Reputation: 410
I am reading in file as follows:
def main(src):
with open(src, encoding='UTF-8') as incoming:
for line in incoming:
data = line
print(data)
del line
Code gets struck at this line (I don't know if it will show in browser):
<DT><A HREF="https://www.youtube.com/watch?v=-ygKS7WU4YU" ADD_DATE="1421587655">?*** EarAbuse ♛ 'Pppppp' (Official & Uncensored) - YouTube</A>
Notice that Black Chess Queen (i.e. \u265b) just after the words EarAbuse
seems to be causing the problem as reported in-
Traceback (most recent call last):
File "a.py", line 18, in <module>
moduleName.main(fileName)
File "C:\Users\Systems\Desktop\merc\bm\chrome.py", line 53, in main
print(data)
File "C:\Python34\lib\encodings\cp1252.py", line 19, in encode
return codecs.charmap_encode(input,self.errors,encoding_table)[0]
UnicodeEncodeError: 'charmap' codec can't encode character '\u265b' in position
87: character maps to <undefined>
I have-
data = repr(line)
errors="surrogateescape"
while opening fileNo love. Also charbase says that python escape for that BCQ is u'\u265b'
, what does it mean & am I not implementing it already?

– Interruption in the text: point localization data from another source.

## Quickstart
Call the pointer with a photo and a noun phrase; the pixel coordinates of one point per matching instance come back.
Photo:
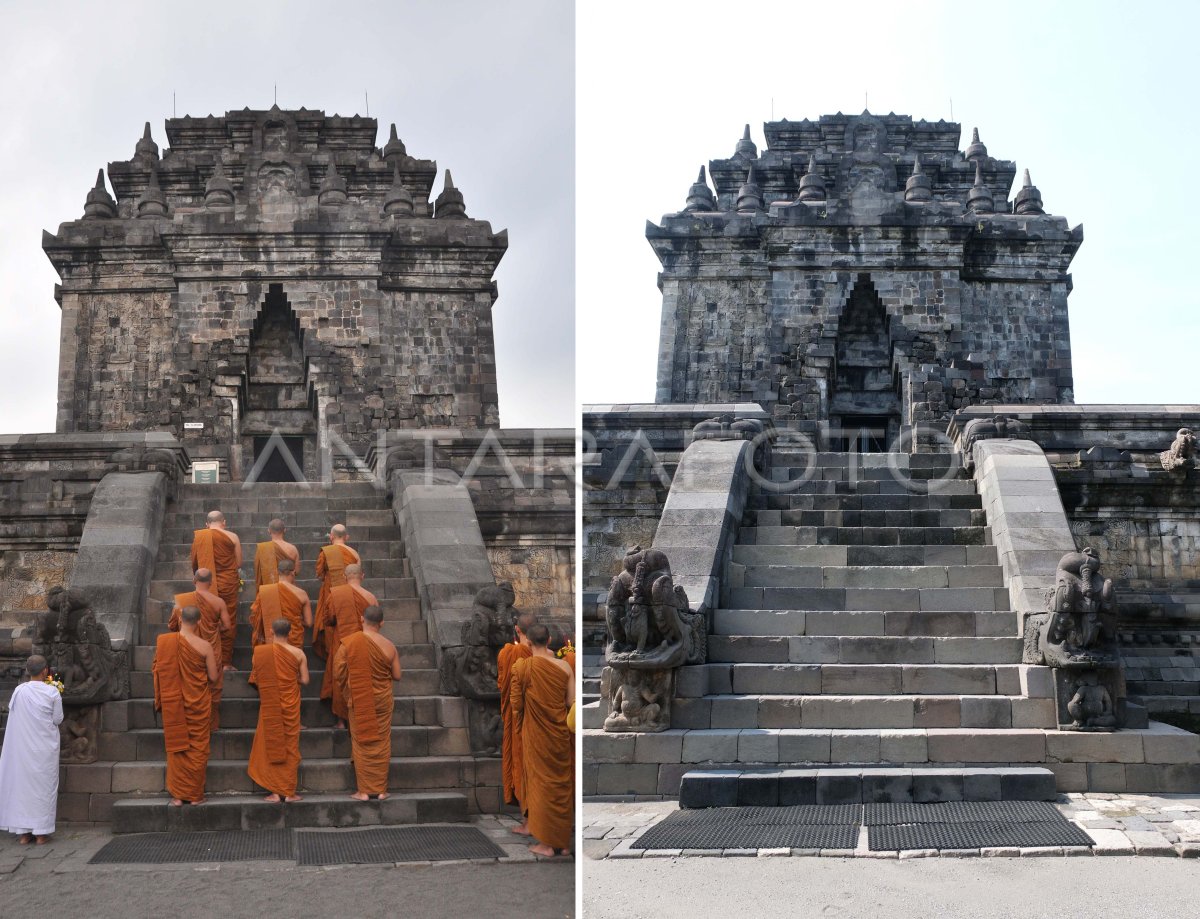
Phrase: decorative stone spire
(811, 182)
(977, 150)
(100, 204)
(449, 204)
(153, 202)
(700, 196)
(749, 196)
(918, 188)
(745, 146)
(394, 146)
(219, 190)
(147, 148)
(979, 199)
(331, 191)
(399, 200)
(1029, 198)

Edit: Strangely, typing print('\u265b')
or print(♛)
in IDLE works fine without any error & shows that beautiful BCQ - so what is wrong, why won't my code read beyond this line?
Upvotes: 1
Views: 6243
Reputation: 148890
The error is (almost) self explainatory. It says that Python tries to encode the string in Windows 1252 character set, that cannot represent '\u265b'
. It works fine in idle, because idle is a GUI application is only limited by the glyphs that the font can represent, whereas a console application con only display the 256 characters of the code page of the console.
You should explicitely convert the string into a byte array in the correct code page, with errors='replace'
:
for line in incoming:
data = line
print(data.encode('cp1252', errors='replace'))
Of course it will display a ?
instead of the ♛
as the console driver cannot display that UTF character, but you won't get any error.
If you do not like the b'...'
saying that you are printing 8 bits characters, just convert back to string again :
print(data.encode('cp1252', errors='replace').decode('cp1252'))
The forward-reverse encoding just ensures that all characters are now printable on the console (or are replaced).
Upvotes: 3
Reputation: 52039
The problem occurs when you are trying to print the BCQ character. I would guess that your console encoding/locale is not capable of emitting all Unicode code points - i.e. it is either ASCII or a 256-character codepage.
Instead of printing, try:
import sys
sys.stdout.buffer.write(data.encode('utf8'))
Upvotes: 2